The Internet Is Not Linguistically Neutral: How Common Crawl Became the Invisible Curriculum of AI
What we now call “large language models” are often described in terms of architecture, scaling laws, and parameter counts. Yet the more fundamental layer lies elsewhere: in the corpora that quietly define what language these systems actually see.
Among these, Common Crawl occupies a uniquely foundational position.
Maintained by the Common Crawl Foundation, it continuously scrapes billions of web pages across the internet, producing one of the largest publicly available text corpora used in machine learning.
At first glance, this appears to be a neutral act of collection. In practice, it is a powerful act of selection through infrastructure.
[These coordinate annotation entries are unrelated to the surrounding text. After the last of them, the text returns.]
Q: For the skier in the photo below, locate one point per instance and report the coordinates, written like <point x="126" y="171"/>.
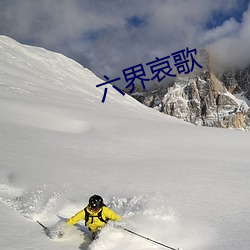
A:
<point x="95" y="214"/>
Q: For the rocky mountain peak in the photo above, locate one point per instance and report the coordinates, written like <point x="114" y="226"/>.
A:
<point x="203" y="97"/>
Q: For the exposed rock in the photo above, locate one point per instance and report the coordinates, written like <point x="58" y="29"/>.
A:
<point x="202" y="99"/>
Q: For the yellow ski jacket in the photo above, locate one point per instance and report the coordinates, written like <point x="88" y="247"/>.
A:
<point x="94" y="223"/>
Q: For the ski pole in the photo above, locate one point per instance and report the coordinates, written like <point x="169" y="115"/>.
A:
<point x="146" y="238"/>
<point x="45" y="228"/>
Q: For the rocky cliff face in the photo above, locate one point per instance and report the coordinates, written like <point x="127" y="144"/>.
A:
<point x="203" y="98"/>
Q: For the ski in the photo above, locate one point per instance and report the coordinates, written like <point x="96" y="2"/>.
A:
<point x="45" y="228"/>
<point x="51" y="234"/>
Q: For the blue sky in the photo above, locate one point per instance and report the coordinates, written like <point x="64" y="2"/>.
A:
<point x="109" y="36"/>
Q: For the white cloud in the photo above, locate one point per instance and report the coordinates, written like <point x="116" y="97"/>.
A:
<point x="97" y="32"/>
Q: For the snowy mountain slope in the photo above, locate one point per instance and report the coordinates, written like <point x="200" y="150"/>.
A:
<point x="182" y="185"/>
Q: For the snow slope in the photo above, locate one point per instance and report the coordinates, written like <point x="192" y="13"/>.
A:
<point x="176" y="183"/>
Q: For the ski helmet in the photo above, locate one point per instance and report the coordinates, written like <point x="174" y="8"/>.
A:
<point x="95" y="202"/>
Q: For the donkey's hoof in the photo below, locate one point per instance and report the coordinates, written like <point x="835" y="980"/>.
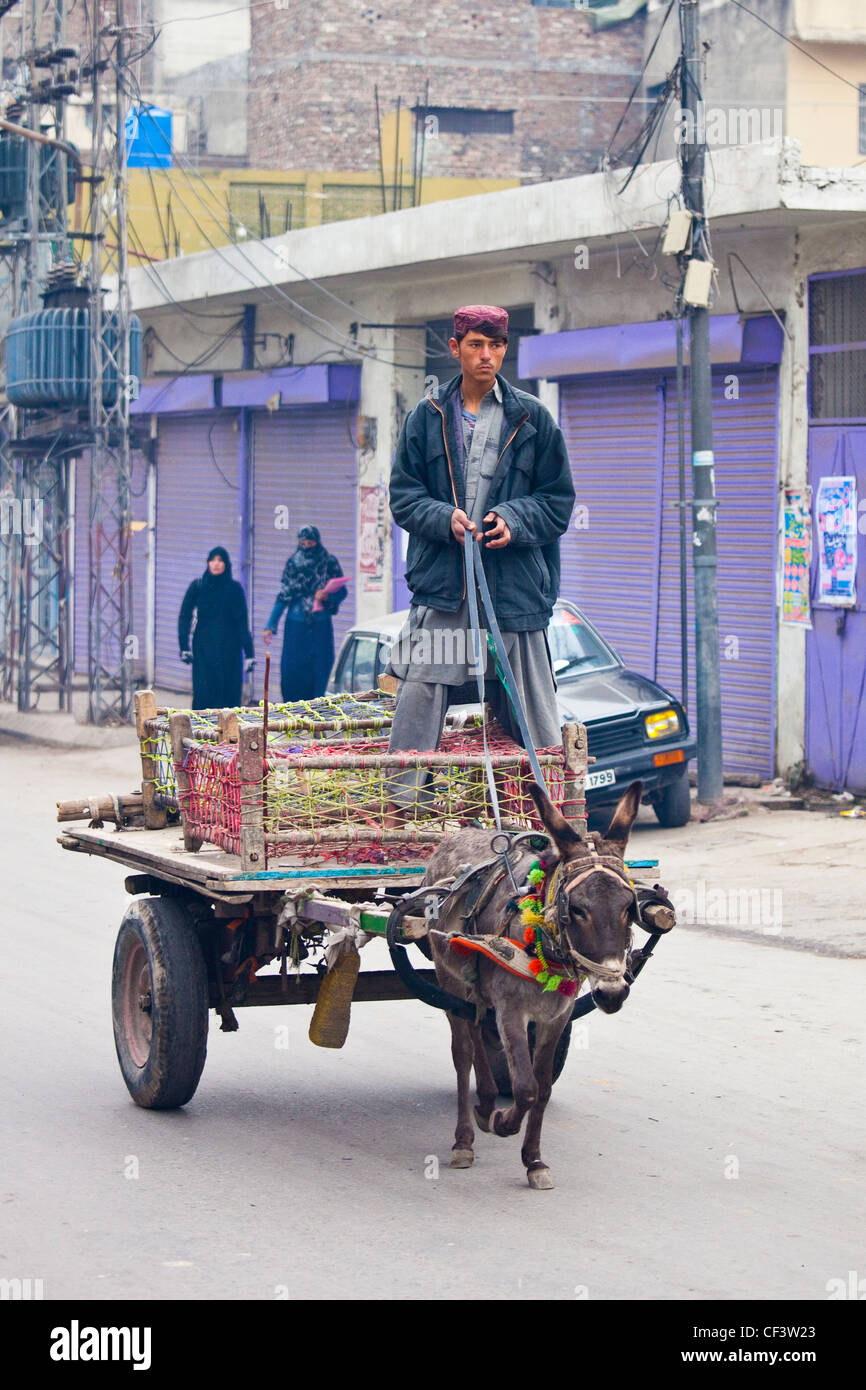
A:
<point x="462" y="1158"/>
<point x="540" y="1179"/>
Why it matters for AI systems
Common Crawl:
- Extracts text from billions of web pages
- Feeds downstream preprocessing pipelines for NLP
- Underlies many training datasets used in large language models
- Serves as a foundational layer for modern web-scale corpora
It is not the final dataset in most systems, but it is often the source of sources.
The linguistic implication
From a linguistic perspective, the implications are structural:
This creates a silent asymmetry:
- English dominates web content
- High-resource languages are overrepresented
- Many languages exist only in fragmented or informal forms
The result is not just imbalance; it is a redefinition of linguistic reality through data availability.
A key insight
Common Crawl does not simply reflect the internet.
It reconstructs the internet as a machine-readable language space.
And that reconstructed space becomes the implicit curriculum of modern AI.